In his own case, the club is the only means of support for him, his fiancee and their 2-year-old daughter.
They’ve already had to sell the home they had built four years ago and move into a cheaper house they bought out of foreclosure and Greiving said he’s been spending his days replacing the flooring.
He said his club has been unable to tap into federal emergency relief programs that have propped up other businesses through the pandemic and the county commission didn’t pass a proposal to put aside $5 million of its near $100 million federal COVID grant to help struggling bars and nightclubs.
Blu has enforced other requirements of Minns’ order and the city’s ordinance, including a 50-percent capacity limit, social distancing and the mask mandate, which requires masks except when patrons are actively eating or drinking.
In some cases, they go beyond the requirements, he said.
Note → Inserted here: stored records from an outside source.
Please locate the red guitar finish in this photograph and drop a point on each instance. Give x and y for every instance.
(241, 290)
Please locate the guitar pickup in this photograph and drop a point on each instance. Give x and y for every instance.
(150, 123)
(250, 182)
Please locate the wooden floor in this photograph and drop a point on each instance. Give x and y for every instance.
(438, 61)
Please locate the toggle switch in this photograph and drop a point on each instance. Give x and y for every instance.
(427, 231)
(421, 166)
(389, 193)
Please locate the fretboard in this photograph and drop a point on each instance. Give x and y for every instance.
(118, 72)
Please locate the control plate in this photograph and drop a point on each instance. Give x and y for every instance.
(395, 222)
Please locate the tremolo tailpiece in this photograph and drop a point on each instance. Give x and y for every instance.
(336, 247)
For example, the fruit for drinks is washed with gloved hands when it arrives and then cut up using a new set of gloves. The business also has been serving with disposable cups.
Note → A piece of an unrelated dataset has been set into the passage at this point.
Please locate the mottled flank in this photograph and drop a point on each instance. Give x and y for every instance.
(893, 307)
“Nobody wants anyone to get sick or anything,” he said. “If we can do our part, we will,” he said.
County commissioners said they’ve heard about the widespread violations of Minns’ curfew and will probably have to take action if things don’t change.
Commissioner Jim Howell, who has frequently argued for looser restrictions on businesses, said he disagrees with the curfew and would lift it if he could get two other commissioners to agree.
But he said he’s “a law and order guy” and Minns’ order is legally valid.
“It is what it is,” Howell said. “The order does say 11 o’clock and as long as the order is out there, they ought to comply with the order.”
The defiant bars and clubs also are on the city of Wichita’s radar, Mayor Brandon Whipple said. He said he saw posts on social media of large crowds packed inside bars with no social distancing or masks.
The city’s approach for bars violating the curfew so far has been to document what clubs aren’t complying and sending it to the county manager and the Sedgwick County Health Department, Whipple said. He said the city has known about bars operating past the curfew since last weekend.
“I get it that bars and their employees need to make money, and this has been a tough time,” he said. “But we’re not going to beat this virus if we don’t take it serious and follow our health orders and mask ordinance.”
The bars and clubs violating the health order and the mask requirement risk losing their city liquor license, he said. The city also has anti-nuisance laws that could be invoked to close bars that aren’t complying, he said.
“To have a liquor license, they have to show they are going above and beyond from a health and safety standpoint,” he said. “Packing as many people as possible together without a mask or social distancing in the middle of the worst pandemic in 100 years is basically the opposite of that.”